Today John Oliver saves the Internet. Tomorrow he announces Nutflix?

In honor of today’s big win for net neutrality and cute cat video-watchers everywhere, we want to doff our cap to the man who helped shame Federal Communications Commission chairman Tom Wheeler into doing the right thing:

John Oliver, eponymous host of HBO’s blessedly influential Last Week Tonight With John Oliver.

Before being appointed to chair the FCC in 2013 by President Barack Obama, Wheeler was a flak lobbyist for the cable and wireless industry. So it’s no wonder he was such a vocal and potentially decisive hold-out on the whole, “Does the World Wide Web belong to everyone?” question.

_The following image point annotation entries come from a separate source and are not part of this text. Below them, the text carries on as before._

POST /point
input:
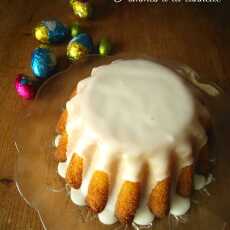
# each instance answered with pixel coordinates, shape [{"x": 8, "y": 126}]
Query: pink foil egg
[{"x": 25, "y": 87}]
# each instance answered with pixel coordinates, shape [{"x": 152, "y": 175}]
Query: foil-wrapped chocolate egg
[
  {"x": 79, "y": 47},
  {"x": 25, "y": 87},
  {"x": 82, "y": 9},
  {"x": 75, "y": 29},
  {"x": 104, "y": 47},
  {"x": 43, "y": 62},
  {"x": 51, "y": 31}
]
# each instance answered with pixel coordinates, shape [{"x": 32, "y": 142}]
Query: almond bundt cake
[{"x": 130, "y": 140}]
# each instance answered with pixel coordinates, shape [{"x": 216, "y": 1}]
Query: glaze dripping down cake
[{"x": 130, "y": 140}]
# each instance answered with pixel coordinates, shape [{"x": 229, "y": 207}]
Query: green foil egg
[
  {"x": 104, "y": 47},
  {"x": 82, "y": 9},
  {"x": 75, "y": 29}
]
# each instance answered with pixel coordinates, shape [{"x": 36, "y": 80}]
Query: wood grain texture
[{"x": 197, "y": 35}]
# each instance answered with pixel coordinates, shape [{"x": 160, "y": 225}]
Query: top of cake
[
  {"x": 128, "y": 115},
  {"x": 132, "y": 106}
]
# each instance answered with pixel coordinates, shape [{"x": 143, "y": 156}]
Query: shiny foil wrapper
[
  {"x": 50, "y": 32},
  {"x": 43, "y": 62}
]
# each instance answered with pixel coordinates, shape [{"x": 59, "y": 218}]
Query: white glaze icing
[
  {"x": 179, "y": 205},
  {"x": 131, "y": 112}
]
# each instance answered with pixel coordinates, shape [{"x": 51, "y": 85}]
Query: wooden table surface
[{"x": 195, "y": 34}]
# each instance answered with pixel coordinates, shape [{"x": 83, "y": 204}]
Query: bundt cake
[{"x": 130, "y": 140}]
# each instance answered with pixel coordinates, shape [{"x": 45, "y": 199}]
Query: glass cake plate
[{"x": 36, "y": 170}]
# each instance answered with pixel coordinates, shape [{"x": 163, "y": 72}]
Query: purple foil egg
[{"x": 25, "y": 87}]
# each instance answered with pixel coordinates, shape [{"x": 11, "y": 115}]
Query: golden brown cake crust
[
  {"x": 127, "y": 201},
  {"x": 74, "y": 171},
  {"x": 98, "y": 191},
  {"x": 160, "y": 198},
  {"x": 60, "y": 153},
  {"x": 184, "y": 183}
]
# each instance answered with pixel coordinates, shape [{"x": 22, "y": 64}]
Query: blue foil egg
[
  {"x": 51, "y": 31},
  {"x": 43, "y": 62},
  {"x": 79, "y": 47}
]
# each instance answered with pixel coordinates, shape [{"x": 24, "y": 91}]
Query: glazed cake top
[{"x": 131, "y": 106}]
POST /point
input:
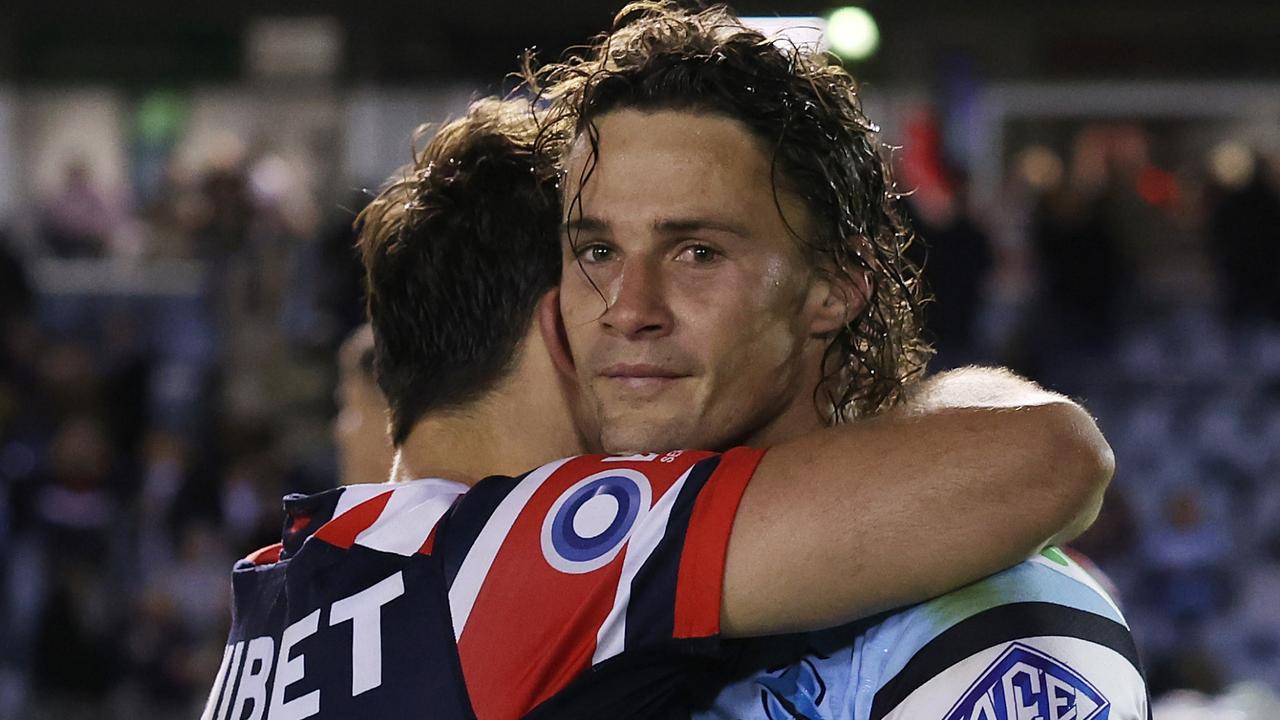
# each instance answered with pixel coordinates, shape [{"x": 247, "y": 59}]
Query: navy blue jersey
[{"x": 585, "y": 588}]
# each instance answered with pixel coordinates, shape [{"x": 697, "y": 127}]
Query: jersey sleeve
[
  {"x": 1038, "y": 641},
  {"x": 584, "y": 561}
]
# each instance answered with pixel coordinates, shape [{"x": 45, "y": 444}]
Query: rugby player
[
  {"x": 598, "y": 584},
  {"x": 732, "y": 242}
]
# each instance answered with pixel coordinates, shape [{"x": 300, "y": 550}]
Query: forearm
[{"x": 897, "y": 509}]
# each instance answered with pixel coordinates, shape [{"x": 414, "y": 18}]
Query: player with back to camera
[{"x": 595, "y": 584}]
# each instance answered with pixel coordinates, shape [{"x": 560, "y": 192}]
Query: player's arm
[{"x": 977, "y": 472}]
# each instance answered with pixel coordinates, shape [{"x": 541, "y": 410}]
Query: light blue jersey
[{"x": 1041, "y": 641}]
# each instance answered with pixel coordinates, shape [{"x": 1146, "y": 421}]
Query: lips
[
  {"x": 640, "y": 378},
  {"x": 640, "y": 372}
]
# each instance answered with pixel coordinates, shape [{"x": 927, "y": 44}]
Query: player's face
[{"x": 693, "y": 317}]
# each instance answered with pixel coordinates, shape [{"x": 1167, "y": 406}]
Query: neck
[
  {"x": 519, "y": 425},
  {"x": 800, "y": 417}
]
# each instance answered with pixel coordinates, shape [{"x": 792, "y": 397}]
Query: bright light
[{"x": 853, "y": 33}]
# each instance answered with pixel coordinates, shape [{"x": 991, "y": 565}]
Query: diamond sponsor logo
[{"x": 1027, "y": 684}]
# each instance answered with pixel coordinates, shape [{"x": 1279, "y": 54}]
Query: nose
[{"x": 639, "y": 308}]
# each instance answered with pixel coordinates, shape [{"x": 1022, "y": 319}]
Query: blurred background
[{"x": 1096, "y": 182}]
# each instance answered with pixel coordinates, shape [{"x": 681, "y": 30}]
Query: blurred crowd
[{"x": 170, "y": 363}]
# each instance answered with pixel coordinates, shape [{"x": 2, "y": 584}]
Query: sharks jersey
[
  {"x": 1041, "y": 641},
  {"x": 586, "y": 588}
]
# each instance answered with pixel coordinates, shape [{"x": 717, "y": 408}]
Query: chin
[{"x": 641, "y": 437}]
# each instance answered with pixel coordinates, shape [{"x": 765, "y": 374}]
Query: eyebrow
[{"x": 664, "y": 226}]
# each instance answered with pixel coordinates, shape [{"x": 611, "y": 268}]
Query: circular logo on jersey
[{"x": 590, "y": 522}]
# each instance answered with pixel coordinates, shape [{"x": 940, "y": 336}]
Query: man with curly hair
[
  {"x": 732, "y": 241},
  {"x": 595, "y": 586}
]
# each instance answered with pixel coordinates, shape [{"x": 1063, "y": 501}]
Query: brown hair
[
  {"x": 807, "y": 109},
  {"x": 457, "y": 247}
]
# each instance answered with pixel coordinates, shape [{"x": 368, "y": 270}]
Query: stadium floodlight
[
  {"x": 853, "y": 33},
  {"x": 809, "y": 32}
]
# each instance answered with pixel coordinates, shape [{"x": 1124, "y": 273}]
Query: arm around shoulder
[{"x": 977, "y": 470}]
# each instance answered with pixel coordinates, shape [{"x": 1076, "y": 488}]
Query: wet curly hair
[{"x": 803, "y": 105}]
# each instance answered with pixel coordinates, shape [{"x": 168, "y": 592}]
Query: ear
[
  {"x": 835, "y": 300},
  {"x": 552, "y": 327}
]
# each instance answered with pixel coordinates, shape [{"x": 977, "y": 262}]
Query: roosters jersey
[
  {"x": 1041, "y": 641},
  {"x": 586, "y": 588}
]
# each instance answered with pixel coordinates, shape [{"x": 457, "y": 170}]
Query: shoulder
[
  {"x": 1043, "y": 637},
  {"x": 394, "y": 518}
]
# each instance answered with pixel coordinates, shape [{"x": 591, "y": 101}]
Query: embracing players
[{"x": 604, "y": 584}]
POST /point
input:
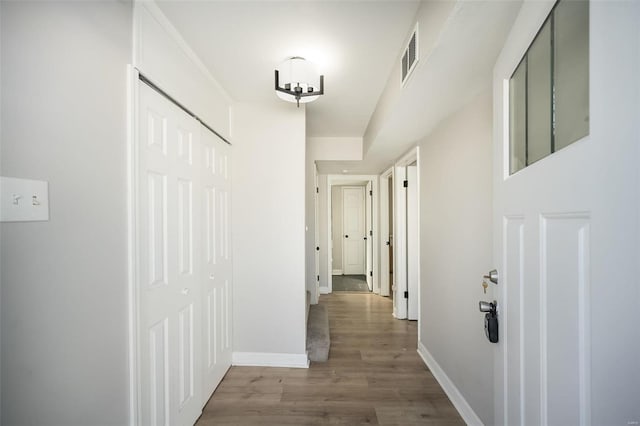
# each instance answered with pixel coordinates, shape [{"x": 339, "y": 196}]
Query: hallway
[{"x": 374, "y": 376}]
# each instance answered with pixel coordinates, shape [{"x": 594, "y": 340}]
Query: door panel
[
  {"x": 413, "y": 242},
  {"x": 369, "y": 234},
  {"x": 353, "y": 231},
  {"x": 217, "y": 261},
  {"x": 169, "y": 305},
  {"x": 399, "y": 243}
]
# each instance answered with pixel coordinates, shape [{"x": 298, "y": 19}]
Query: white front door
[
  {"x": 566, "y": 230},
  {"x": 369, "y": 233},
  {"x": 216, "y": 163},
  {"x": 169, "y": 286},
  {"x": 353, "y": 235}
]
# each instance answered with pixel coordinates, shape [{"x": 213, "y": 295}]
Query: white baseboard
[
  {"x": 458, "y": 401},
  {"x": 260, "y": 359}
]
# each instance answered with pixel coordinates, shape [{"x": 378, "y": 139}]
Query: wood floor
[{"x": 374, "y": 376}]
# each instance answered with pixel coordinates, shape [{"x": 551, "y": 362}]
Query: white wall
[
  {"x": 323, "y": 205},
  {"x": 455, "y": 250},
  {"x": 336, "y": 227},
  {"x": 64, "y": 282},
  {"x": 268, "y": 213},
  {"x": 162, "y": 55}
]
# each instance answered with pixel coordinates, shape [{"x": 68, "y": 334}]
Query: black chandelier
[{"x": 301, "y": 81}]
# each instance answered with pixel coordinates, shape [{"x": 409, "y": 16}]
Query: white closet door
[
  {"x": 216, "y": 189},
  {"x": 169, "y": 263}
]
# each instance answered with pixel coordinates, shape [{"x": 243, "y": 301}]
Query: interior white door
[
  {"x": 566, "y": 243},
  {"x": 369, "y": 233},
  {"x": 217, "y": 315},
  {"x": 413, "y": 243},
  {"x": 169, "y": 285},
  {"x": 316, "y": 215},
  {"x": 384, "y": 241},
  {"x": 399, "y": 243},
  {"x": 353, "y": 238}
]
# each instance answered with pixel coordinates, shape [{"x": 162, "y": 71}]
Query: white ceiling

Or, as Oliver framed Wheeler’s appointment in his scathingly accurate distillation, “That is the equivalent of needing a babysitter and hiring a dingo.”

So no surprise then that Wheeler long favored a two-tiered system that would allow huge internet service providers like Comcast, Verizon, Time Warner Cable and other broadband oligarchs to extort tech companies that want to send their customers online content at acceptable speeds.

Those that didn’t want to cough up these “premiums” would be sent back in time to the DSL days, when you could finish a load of laundry while waiting for that Joey Lawrence hair pic to download.

Even worse, this system would weed out innovative start-ups, including whatever the next iteration of Netflix is.

As of right now, the internet operates more or less as a social Darwinist meritocracy, where good ideas devour the bad. But the monopoly-minded cable industry didn’t want to keep peering over its shoulder at the next young turk, and had Wheeler in their pocket to accommodate.

Until Oliver called on online commenters—or “monsters,” as he says—to make themselves heard.

And, boy, did they.

Today’s 3-2 FCC vote, which still has to survive a likely court challenge, represents a huge win for the not-so-silent majority over monied and well-connected interests.

(And maybe it also sets a scary precedent for listening to online comments—but let’s focus on the good, shall we?)